While shoe leather might be a bit hyperbolic, the fact is that sun exposure causes photoaging that is cumulative, hiding neatly under the surface until, bam!, one day we who spent too many hours coated in Bain de Soleil or cocoa butter suddenly see the fruits of our unfortunate sunbathing practices. Seemingly without warning, our faces are pocked with the telltale brown age spots, fine lines, and premature sagging—signs our collagen is bidding us a fond farewell.
What is this collagen stuff anyway?
Collagen is the unseen structural protein that provides the fibrous architecture that holds up the outer layer of our skin, keeping it looking smooth and plumped up. That dang aging process is responsible for a continual decline of about 1% of collagen a year starting in our thirties. Our lifestyle choices contribute to the demise of said collagen, including the aforementioned excessive sun exposure, a poor diet, being sedentary, smoking, and ingesting too much alcohol. On top of those factors, genetics can also imprint a predestined effect on our personal aging process.
Lifestyle choices to prevent collagen loss
With all these things working against our collagen levels, what can a person do to delay or prevent collagen loss as the years go by?
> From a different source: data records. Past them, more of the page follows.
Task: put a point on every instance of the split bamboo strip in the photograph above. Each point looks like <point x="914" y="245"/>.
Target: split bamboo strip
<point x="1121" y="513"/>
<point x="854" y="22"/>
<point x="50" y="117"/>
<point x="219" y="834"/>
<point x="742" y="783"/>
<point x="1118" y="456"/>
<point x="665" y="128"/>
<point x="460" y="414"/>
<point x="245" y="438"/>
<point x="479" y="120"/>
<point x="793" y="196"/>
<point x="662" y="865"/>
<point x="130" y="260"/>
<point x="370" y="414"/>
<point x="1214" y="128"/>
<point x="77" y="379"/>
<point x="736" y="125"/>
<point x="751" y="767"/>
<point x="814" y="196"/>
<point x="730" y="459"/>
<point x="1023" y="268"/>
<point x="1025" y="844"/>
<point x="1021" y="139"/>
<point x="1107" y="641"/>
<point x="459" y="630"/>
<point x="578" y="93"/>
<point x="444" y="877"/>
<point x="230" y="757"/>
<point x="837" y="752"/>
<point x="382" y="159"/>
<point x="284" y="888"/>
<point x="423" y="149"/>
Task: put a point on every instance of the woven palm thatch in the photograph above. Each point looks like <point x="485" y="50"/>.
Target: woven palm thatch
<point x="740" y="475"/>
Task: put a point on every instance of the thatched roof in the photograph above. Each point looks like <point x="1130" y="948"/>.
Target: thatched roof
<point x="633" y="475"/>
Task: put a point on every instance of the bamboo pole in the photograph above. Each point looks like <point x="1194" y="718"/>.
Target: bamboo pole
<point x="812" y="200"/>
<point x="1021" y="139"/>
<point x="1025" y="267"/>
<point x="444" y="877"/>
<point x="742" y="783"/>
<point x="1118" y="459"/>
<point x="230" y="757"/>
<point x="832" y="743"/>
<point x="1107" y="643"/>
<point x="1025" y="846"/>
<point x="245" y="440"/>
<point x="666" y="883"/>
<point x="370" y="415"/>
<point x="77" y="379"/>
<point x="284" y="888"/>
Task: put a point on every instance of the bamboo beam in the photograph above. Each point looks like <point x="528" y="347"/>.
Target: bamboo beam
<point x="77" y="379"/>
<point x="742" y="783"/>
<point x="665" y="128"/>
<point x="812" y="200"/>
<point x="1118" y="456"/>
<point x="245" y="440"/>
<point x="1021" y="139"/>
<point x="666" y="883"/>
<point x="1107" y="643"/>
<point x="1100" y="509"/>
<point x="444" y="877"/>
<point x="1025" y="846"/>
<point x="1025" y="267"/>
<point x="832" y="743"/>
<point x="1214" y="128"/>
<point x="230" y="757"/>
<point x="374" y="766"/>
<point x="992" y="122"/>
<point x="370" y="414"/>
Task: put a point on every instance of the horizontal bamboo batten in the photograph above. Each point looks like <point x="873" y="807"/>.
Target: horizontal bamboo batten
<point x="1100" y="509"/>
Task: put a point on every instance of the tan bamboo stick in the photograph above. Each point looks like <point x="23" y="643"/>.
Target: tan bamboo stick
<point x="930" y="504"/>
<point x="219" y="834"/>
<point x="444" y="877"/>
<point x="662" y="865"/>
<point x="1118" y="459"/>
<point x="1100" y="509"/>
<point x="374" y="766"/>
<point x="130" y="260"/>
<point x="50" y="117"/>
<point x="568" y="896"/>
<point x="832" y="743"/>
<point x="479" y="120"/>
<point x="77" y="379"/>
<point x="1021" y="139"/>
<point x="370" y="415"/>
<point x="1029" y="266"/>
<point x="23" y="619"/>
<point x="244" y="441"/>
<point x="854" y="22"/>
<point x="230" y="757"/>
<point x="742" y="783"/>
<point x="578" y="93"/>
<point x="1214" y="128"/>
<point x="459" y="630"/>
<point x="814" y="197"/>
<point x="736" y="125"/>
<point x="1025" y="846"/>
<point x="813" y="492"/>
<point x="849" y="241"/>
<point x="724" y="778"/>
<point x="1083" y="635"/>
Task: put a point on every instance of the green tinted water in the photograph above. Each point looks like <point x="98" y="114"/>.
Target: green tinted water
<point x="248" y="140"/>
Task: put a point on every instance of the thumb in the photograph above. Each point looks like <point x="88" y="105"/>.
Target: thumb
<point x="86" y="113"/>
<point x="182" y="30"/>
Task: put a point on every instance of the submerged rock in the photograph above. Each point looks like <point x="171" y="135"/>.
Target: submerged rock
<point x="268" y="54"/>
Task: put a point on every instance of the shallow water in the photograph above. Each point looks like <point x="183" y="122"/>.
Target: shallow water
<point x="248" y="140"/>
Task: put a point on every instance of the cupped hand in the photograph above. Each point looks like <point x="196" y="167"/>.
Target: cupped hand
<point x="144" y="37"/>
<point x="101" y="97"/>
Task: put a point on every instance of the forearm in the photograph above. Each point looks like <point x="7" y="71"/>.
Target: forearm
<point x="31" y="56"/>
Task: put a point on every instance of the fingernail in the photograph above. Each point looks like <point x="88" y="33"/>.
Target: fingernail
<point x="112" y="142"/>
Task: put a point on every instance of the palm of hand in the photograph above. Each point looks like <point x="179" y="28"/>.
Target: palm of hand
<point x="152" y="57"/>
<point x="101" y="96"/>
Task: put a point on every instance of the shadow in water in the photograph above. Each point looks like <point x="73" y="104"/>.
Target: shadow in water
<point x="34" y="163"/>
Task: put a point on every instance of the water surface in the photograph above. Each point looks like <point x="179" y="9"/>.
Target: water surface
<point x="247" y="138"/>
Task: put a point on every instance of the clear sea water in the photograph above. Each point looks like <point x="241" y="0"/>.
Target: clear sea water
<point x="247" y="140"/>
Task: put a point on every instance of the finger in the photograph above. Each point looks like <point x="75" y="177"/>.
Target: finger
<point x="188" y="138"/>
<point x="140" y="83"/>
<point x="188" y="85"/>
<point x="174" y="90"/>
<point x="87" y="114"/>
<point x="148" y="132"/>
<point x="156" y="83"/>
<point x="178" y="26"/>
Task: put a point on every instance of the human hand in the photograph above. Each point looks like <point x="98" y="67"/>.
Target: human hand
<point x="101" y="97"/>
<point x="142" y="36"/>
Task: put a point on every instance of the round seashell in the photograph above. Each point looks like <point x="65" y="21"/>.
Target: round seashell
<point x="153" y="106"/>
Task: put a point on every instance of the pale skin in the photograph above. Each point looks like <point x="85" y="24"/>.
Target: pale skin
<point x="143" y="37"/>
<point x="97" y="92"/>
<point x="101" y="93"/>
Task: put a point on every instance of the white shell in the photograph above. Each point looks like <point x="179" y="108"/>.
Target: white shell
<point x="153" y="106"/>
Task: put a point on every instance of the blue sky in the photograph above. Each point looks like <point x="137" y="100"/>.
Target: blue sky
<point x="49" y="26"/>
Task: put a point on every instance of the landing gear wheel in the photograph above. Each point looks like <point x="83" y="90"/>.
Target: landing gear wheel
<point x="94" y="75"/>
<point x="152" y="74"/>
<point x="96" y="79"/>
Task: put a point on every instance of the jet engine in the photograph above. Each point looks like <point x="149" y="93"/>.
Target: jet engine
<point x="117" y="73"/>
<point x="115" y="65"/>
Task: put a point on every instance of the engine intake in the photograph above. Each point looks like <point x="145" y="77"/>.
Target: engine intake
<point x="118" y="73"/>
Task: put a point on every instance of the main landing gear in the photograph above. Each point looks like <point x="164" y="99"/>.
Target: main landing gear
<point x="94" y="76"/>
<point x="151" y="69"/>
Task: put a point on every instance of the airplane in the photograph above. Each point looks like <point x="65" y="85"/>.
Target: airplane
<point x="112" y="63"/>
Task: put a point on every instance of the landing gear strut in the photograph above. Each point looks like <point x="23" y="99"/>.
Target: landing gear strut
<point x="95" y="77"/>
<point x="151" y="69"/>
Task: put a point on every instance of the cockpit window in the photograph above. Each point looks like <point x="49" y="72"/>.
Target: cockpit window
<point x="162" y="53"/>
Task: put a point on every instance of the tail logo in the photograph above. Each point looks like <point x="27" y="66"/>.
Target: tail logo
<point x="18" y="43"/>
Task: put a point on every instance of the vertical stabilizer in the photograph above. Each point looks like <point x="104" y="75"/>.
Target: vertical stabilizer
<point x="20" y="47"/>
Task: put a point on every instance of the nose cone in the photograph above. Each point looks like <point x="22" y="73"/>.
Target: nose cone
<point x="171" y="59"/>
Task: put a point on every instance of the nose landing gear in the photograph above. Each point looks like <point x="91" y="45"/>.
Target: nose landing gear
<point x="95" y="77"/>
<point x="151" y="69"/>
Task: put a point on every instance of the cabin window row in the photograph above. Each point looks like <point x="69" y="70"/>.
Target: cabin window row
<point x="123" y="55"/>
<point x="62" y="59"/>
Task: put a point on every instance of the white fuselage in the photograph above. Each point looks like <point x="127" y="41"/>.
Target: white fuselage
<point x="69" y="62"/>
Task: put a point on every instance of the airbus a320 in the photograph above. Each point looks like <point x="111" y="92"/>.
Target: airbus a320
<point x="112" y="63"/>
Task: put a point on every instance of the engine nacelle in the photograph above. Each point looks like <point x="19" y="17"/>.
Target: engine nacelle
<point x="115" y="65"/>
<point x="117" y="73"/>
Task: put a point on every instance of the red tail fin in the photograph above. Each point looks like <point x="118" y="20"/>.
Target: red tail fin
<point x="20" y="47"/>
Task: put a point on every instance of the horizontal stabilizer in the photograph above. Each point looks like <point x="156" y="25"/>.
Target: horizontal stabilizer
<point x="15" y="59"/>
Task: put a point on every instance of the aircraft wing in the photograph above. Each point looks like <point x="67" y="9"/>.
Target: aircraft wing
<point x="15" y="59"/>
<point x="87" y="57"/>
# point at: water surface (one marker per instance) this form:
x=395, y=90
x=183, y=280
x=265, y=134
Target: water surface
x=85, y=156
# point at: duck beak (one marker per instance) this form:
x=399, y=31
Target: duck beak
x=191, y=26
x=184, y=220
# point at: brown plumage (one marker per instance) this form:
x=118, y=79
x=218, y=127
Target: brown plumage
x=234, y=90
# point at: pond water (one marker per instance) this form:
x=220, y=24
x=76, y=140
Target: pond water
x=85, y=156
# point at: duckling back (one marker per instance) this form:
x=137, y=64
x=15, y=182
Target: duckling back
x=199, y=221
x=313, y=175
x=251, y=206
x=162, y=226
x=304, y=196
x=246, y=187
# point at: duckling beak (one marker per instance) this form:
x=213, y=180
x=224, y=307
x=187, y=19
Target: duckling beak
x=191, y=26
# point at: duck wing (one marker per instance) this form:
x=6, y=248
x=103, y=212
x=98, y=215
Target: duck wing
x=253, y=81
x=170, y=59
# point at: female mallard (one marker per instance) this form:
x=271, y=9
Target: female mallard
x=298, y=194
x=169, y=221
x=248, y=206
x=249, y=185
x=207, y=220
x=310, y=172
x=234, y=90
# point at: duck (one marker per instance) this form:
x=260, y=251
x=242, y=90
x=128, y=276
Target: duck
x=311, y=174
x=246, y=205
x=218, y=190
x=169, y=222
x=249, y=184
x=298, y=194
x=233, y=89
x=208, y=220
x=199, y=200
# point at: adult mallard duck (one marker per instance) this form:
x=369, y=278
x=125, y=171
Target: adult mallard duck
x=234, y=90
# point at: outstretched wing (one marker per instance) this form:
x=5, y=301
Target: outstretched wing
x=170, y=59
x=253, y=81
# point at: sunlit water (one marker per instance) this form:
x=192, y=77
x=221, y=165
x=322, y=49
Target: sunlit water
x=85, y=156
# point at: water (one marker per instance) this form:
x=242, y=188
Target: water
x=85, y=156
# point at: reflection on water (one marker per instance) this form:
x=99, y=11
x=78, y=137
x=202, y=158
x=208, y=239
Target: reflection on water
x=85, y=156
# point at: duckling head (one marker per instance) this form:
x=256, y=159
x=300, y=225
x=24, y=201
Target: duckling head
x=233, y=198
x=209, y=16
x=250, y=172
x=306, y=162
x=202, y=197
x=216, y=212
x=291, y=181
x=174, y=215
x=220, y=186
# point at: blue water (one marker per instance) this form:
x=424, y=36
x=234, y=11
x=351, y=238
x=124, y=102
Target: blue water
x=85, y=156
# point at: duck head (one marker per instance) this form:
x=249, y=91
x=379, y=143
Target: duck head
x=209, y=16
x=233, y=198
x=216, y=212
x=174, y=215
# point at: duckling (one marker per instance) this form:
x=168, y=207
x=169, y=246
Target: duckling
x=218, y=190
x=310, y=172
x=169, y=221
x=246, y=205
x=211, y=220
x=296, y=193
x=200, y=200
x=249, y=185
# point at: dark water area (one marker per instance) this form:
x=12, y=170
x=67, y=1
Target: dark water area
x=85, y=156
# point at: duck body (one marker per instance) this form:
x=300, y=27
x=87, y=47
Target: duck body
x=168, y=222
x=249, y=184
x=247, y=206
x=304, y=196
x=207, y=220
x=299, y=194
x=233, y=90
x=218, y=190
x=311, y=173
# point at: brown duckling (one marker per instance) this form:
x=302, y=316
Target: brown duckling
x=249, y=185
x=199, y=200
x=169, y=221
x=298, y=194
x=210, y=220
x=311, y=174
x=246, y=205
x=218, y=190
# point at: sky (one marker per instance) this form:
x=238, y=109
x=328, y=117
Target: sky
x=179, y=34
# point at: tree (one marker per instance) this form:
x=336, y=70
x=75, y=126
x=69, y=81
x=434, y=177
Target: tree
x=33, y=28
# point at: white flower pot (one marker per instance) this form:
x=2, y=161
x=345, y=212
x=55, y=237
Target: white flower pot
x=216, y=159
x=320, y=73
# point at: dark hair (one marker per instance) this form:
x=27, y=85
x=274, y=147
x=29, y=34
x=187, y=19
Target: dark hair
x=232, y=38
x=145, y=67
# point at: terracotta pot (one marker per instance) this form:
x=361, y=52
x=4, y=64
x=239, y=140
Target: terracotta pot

Thanks be to modern cosmetic procedures, used in tandem with a healthy lifestyle and lots of sunscreen, there are several preventative, or restorative, actions available. These include:
Retinol. A prescription-strength retinol (vitamin A) cream has antioxidant effects that can help to heal the collagen breakdown. Retinol can improve both the visible skin texture, as well as provide a positive effect on collagen metabolism. Retinol-based treatment can take about six weeks for noticeable changes in skin appearance.
Laser treatments. Laser resurfacing, such as fractionated (Fraxel) lasers emit pixilated light onto the skin, or Ultherapy, a laser treatment that uses ultrasound treatment, both which can resurface the skin. This results in a wound-healing process that can leave skin looking rejuvenated by stimulating collagen, enzyme, and cell production. Recovery time can be 10-21 days for complete healing.
Dermal fillers. Hyaluronic acid-based dermal fillers, such as Restylane and Juvederm, can be strategically utilized to help fill in lines and wrinkles. In addition to the visible results, these fillers have been shown to actually stimulate collagen production over time. There may be mild bruising and swelling for a couple of days following the procedure.
Microdermabrasion. Microdermabrasion uses fine crystals to exfoliate and polish the superficial layer of skin. It can stimulate the production of collagen, while improving the appearance of texture, while also improving the ability of topical treatments, like retinol-based products, to penetrate. For best results, several sessions are needed, and the recovery time is about two days following each session.
Chemical peels. A more invasive procedure, a chemical peel uses an exfoliating chemical that is applied to the skin, causing it to blister and peel. The wound healing process results in renewed collagen production, and the new layer of skin shows fewer fine lines, skin discoloration, and other signs of photoaging. Recovery time is 7-14 days.
By accessing these tools through the professional services of a board-certified plastic surgeon or dermatologist, it is absolutely possible to improve the production of collagen and enjoy fewer telltale signs of aging. Shoe leather, be damned!